И опять где-то там, в небесной канцелярии, услышали его молитву, потому что белый день он увидел из окна госпиталя со сказочно удобными, после санитарного эшелона, кроватями и даже тумбочками между ними, а в окно светило солнце, пол не дрожал, и сюда перенесли старика, чтобы залечить его первое и последнее боевое ранение; все это называлось — Кемерово.

Мысль материальна, если она послана от одного человека к другому, и чтобы убедиться в этом, не надо читать сочинения философов. Живущий на Аляске и напряженно думающий о своем родном и близком, который в это время пересекает пустыню Гоби, посылает ему свою любовь и тревогу: так соприкасаются души. Эта связь чиста и надежна, ибо невозможно родному человеку послать таким способом ложную мысль. Другое дело — в письмах: легче солгать в первый раз, а потом поддерживать единожды написанную неправду.

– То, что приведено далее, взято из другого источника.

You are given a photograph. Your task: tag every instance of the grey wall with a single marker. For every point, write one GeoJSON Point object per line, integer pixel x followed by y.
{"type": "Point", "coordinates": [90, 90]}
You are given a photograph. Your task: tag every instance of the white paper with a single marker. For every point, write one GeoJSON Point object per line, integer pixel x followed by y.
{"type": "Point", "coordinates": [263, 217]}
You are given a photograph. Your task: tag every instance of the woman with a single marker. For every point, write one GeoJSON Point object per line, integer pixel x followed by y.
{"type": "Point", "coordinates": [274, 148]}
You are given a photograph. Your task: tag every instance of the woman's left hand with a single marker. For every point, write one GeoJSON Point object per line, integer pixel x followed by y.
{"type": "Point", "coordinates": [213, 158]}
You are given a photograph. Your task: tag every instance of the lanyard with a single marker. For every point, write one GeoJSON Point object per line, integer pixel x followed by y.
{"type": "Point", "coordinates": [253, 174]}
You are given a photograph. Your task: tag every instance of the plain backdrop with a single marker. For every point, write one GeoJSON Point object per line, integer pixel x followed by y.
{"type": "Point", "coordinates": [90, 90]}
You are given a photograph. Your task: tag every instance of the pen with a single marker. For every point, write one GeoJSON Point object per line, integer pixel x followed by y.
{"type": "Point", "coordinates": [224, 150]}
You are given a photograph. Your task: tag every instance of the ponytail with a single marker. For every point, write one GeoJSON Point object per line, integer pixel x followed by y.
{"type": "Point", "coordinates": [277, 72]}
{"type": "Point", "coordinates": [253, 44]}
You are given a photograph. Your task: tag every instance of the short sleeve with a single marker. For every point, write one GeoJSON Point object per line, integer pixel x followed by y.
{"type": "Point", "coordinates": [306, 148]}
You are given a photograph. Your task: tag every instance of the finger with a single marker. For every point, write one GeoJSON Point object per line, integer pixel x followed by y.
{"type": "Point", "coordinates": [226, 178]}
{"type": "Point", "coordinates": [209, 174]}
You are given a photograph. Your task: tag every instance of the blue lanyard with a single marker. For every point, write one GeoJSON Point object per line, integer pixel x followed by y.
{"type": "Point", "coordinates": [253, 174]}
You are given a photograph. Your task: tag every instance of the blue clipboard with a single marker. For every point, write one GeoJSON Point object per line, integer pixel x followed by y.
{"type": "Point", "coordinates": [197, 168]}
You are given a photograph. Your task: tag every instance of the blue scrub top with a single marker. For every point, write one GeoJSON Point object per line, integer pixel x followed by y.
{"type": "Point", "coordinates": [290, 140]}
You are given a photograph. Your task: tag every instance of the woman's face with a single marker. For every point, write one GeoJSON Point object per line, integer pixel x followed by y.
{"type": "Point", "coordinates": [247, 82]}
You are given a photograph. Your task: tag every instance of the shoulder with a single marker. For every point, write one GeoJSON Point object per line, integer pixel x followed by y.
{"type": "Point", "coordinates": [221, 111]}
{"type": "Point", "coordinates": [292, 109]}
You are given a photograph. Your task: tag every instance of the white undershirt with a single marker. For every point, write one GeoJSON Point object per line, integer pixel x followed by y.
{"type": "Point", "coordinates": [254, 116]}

От Иры пришла открытка с Поволжья: живы, мол; как вы, родные? Где Коля? Рыжеватая плотная бумажка дошла, по военным меркам, неправдоподобно скоро. Да что там, просто — неправдоподобно; какая вообще могла быть почта в военное время… Однако запыхавшаяся открытка с адресом на двух языках достигла-таки Остзейской земли и осела, в немногочисленной компании ей подобных, на почте маленького провинциального городка, где еще не висели флаги со свастикой, а люди не знали, что их родина отныне будет зваться чужим словом Ostland. Скоро так и случится, а пока письма уже аккуратно пришлепнуты штемпелем и ждут своей участи, то есть доставки.

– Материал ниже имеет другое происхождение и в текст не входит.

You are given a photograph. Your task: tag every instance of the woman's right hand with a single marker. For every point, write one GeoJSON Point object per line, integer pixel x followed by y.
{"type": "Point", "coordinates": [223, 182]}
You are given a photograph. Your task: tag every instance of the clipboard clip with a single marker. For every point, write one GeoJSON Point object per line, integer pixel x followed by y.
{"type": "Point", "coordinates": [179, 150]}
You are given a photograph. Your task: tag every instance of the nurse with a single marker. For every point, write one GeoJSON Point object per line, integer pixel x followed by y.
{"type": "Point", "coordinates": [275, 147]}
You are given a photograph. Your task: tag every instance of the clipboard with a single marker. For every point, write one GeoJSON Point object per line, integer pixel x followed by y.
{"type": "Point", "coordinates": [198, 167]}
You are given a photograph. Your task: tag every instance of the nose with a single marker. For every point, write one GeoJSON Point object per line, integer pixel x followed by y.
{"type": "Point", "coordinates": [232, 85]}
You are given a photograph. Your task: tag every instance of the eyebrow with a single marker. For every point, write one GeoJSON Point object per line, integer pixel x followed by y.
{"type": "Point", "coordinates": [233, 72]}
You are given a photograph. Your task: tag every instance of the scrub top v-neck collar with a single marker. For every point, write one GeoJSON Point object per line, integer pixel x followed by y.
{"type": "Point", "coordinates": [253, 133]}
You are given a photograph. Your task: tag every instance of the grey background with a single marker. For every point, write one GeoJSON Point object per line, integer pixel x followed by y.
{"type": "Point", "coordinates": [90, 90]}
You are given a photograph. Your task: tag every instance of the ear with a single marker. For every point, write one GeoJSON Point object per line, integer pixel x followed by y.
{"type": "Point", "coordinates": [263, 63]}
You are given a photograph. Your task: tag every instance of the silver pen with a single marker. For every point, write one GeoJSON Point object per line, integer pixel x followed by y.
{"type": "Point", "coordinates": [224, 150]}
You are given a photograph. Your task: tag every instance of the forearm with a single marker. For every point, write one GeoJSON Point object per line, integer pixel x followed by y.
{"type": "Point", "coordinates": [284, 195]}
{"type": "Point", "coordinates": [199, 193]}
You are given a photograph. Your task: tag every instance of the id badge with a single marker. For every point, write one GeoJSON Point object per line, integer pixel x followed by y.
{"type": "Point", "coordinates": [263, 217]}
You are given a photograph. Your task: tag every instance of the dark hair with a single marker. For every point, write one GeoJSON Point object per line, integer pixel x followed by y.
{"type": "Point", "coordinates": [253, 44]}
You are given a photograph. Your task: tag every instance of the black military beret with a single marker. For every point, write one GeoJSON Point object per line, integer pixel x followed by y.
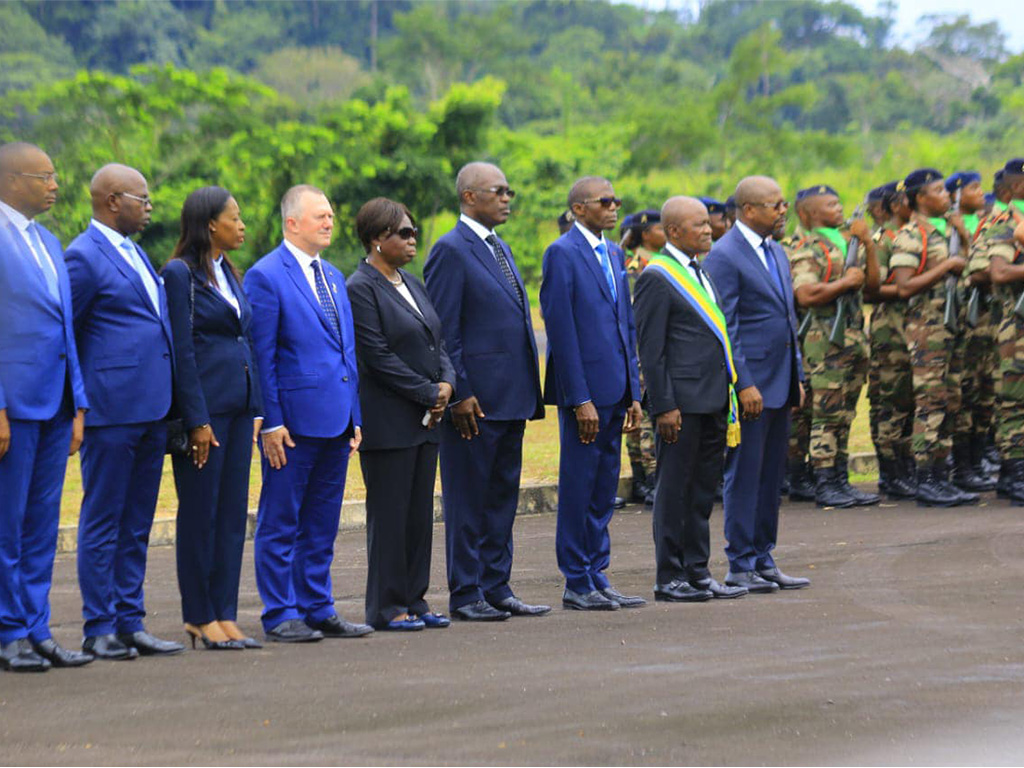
{"type": "Point", "coordinates": [921, 177]}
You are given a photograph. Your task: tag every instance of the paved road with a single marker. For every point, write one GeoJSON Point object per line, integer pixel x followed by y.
{"type": "Point", "coordinates": [905, 649]}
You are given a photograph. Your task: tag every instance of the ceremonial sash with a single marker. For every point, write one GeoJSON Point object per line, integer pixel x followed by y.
{"type": "Point", "coordinates": [690, 289]}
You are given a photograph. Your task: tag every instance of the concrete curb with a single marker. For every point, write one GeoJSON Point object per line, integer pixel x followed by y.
{"type": "Point", "coordinates": [534, 500]}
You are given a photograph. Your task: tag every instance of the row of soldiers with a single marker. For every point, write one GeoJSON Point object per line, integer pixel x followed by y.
{"type": "Point", "coordinates": [942, 352]}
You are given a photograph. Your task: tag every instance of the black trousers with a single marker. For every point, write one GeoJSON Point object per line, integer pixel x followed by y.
{"type": "Point", "coordinates": [688, 473]}
{"type": "Point", "coordinates": [399, 529]}
{"type": "Point", "coordinates": [213, 506]}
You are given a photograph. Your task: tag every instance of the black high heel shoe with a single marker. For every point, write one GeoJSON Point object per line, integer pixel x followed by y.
{"type": "Point", "coordinates": [197, 634]}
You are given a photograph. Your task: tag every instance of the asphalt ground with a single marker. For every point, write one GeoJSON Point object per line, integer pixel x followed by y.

Вот неделя, другая проходит, и почта, слава Богу, попадает в Город, где вызывает легкое недоумение у немецкого чиновника: конверты и карточки так истоптаны штампами, что он отстраняет легкую рассыпчатую горку и забывает о ней начисто. Пожилой исполнительный почтальон привычно загружает сумку и, взгромоздившись на ободранный велосипед, катит по булыжной мостовой, чтобы опустить невесомую бумажку в знакомый почтовый ящик. В Тонином парадном он медлит, наслаждаясь прохладным полумраком, но спустя минуту вновь напяливает фуражку и выходит в августовский зной. Что ж, служба такая.

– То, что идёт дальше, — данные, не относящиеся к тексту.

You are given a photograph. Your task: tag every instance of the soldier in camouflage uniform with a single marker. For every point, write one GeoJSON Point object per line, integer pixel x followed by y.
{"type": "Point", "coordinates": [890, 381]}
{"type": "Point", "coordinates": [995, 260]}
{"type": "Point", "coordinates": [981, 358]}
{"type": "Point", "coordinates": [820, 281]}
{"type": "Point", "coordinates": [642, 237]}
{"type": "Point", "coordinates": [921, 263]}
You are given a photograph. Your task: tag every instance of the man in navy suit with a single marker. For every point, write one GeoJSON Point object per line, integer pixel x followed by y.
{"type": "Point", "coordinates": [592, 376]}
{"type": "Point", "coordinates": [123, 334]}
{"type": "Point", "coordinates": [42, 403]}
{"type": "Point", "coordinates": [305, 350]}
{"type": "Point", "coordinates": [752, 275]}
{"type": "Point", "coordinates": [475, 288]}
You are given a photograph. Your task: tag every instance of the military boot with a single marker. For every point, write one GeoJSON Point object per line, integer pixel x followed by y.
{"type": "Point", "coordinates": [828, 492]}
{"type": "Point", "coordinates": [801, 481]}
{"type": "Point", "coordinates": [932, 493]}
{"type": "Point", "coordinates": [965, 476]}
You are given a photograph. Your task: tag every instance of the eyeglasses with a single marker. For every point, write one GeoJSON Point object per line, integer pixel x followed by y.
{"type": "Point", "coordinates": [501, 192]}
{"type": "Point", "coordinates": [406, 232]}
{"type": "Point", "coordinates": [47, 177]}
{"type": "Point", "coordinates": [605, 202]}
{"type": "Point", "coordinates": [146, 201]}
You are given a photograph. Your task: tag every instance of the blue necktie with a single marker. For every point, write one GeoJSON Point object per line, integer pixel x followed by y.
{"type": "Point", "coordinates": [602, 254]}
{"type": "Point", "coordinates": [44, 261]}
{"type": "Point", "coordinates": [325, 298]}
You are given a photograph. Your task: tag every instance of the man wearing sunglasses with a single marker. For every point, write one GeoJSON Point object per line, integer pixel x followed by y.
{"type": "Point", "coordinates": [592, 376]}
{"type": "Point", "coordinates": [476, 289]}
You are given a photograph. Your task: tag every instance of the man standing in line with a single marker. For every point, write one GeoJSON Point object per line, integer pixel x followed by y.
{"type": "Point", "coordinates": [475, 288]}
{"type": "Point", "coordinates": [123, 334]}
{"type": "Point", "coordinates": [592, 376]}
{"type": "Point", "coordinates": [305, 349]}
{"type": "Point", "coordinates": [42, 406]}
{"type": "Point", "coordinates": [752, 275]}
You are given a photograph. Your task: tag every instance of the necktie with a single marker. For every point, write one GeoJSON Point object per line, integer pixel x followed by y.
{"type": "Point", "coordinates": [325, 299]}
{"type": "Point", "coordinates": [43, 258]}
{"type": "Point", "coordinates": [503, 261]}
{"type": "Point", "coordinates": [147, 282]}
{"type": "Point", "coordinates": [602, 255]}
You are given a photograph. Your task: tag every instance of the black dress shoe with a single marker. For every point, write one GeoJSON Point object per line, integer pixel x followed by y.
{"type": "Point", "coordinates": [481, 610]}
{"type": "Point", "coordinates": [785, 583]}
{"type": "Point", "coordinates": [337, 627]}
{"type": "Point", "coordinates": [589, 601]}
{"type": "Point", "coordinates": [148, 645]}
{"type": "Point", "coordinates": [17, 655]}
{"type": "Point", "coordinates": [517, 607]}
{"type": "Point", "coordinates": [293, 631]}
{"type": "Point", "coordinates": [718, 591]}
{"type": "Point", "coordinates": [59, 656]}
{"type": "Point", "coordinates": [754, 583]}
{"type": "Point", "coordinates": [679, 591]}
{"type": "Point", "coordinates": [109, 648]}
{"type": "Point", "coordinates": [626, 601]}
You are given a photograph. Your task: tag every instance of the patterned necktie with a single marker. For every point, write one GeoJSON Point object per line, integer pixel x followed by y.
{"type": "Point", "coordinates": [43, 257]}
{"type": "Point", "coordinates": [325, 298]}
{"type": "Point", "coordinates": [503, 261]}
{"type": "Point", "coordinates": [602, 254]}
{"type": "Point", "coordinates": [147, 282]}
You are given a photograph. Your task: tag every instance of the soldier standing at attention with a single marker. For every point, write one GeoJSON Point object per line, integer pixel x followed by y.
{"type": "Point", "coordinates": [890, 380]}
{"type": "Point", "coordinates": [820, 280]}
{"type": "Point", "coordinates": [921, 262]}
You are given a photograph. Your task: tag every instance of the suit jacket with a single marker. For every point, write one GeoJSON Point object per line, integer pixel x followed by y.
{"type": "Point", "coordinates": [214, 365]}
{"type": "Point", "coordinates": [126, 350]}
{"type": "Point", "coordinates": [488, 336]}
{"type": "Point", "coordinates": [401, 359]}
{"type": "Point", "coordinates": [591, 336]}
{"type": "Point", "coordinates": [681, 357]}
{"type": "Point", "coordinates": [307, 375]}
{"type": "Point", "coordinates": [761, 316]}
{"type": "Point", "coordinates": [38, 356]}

Тоня несказанно обрадовалась весточке и написала в ответ, что Коля ушел с красноармейцами, а больше ни от кого известий не было; береги себя. Неизвестно, последовала сестра ее совету или нет, потому что ответа не было, да и не могло быть. Тонины письма, не достигнув пункта назначения, тоже зависли где-то в пространстве. Это и хорошо — значит, канула в небытие ложь, если считать ложью… А разве Тоня могла писать иначе? Да и ходил же он, говорила она сама себе, словно репетируя встречу с сестрой, ходил он в этой форме с другими, а что получилось так, как получилось, Ире сейчас знать было нельзя. Только вряд ли Тоня знала, что сестра ее редкую минуту не думала о муже, и Колины мысли были обращены к жене, хоть он и не знал, куда была заброшена его семья. Но для мысли это не имеет значения — линии такой связи никогда не бывают заняты.